Esta vez fue Bíbulo quien se quedó mirándolo fijamente.

—¡Eso no lo haríamos nunca! Yo me refería a crear entre ellos cierta rivalidad política.

—Podríamos, claro que sí —dijo Catón asintiendo con la cabeza—. Los hijos de Pompeyo no son lo bastante mayores para sucederle en la posición que ocupa, pero César sí. Ahora que la hija de César está casada con él, muchos de los clientes de Pompeyo y de sus partidarios pasarían a César si él muriese.

—Sí, así sería probablemente. Pero, ¿cómo te propones meterle esa idea en la cabeza a Pompeyo?

—A través de Vetio —dijo Catón sorbiendo el vino más lentamente, que ya estaba empezando a hacerle efecto, puesto que era capaz de pensar con lucidez—. Y de ti.

—No sé adónde quieres ir a parar —dijo el cónsul junior.

—Antes de que Pompeyo y su nueva esposa se marchen de la ciudad, te sugiero que lo mandes llamar y le adviertas de que hay una conspiración en marcha para matarlo.

—Puedo hacer eso, sí. Pero, ¿por qué? ¿Para asustarlo?

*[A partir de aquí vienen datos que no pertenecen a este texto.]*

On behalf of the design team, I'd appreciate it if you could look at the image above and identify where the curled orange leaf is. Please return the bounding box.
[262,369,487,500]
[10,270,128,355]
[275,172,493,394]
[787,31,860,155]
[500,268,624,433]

—No, para alejar de ti las sospechas cuando salga a la luz el complot —dijo Catón sonriendo de un modo salvaje—. Un aviso no asustará a Pompeyo, pero lo predispondrá a creer que hay una conspiración.

—Ilumíname, Catón. Me gusta cómo suena esto —dijo Bíbulo.

Un Pompeyo idílicamente feliz se proponía llevar a Julia a Ancio a pasar lo que quedaba de mayo y parte de junio.